State Attorney General Eric Schneiderman said Barneys agreed to the settlement.
Schneiderman's office began an investigation nine months ago into charges that black customers were likely to be followed by store detectives and accused of shoplifting and credit card fraud. The attorney general said in a statement that some sales personnel tried to avoid serving black customers because store detectives harassed them about accepting their credit cards.
"This agreement will correct a number of wrongs, both by fixing past policies and by monitoring the actions of Barneys and its employees to make sure that past mistakes are not repeated," Schneiderman said.
The agreement includes a commitment to provide additional training for staff and take other steps to prevent future problems.

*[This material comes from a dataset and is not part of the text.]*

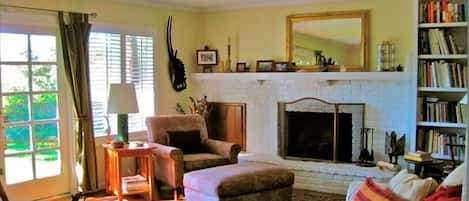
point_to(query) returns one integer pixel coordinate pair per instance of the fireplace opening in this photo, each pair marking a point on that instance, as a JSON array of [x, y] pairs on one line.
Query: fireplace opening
[[313, 129], [311, 135]]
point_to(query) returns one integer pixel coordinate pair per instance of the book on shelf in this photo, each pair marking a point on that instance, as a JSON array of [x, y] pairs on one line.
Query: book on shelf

Mike Lee, the Barneys CEO, said in a news release that the store is a "progressive company" with no tolerance for racial discrimination.
"During the entirety of our 90-year history, Barneys New York has prided itself on providing an unparalleled customer experience to every person that comes into contact with our brand -- open and welcoming to one and all," he said.
Barneys, founded in 1923 as a store selling fashionable clothing at a discount, now has branches in Chicago and Beverly Hills, Calif., along with smaller stores elsewhere, as well as its flagship Manhattan store.
A number of black shoppers in the past 20 years have said they were detained when they used their debit cards to buy expensive items. Rapper Jay-Z refused to drop a partnership with Barneys under pressure from fans, although he eventually insisted the store put him on a committee to deal with racial profiling.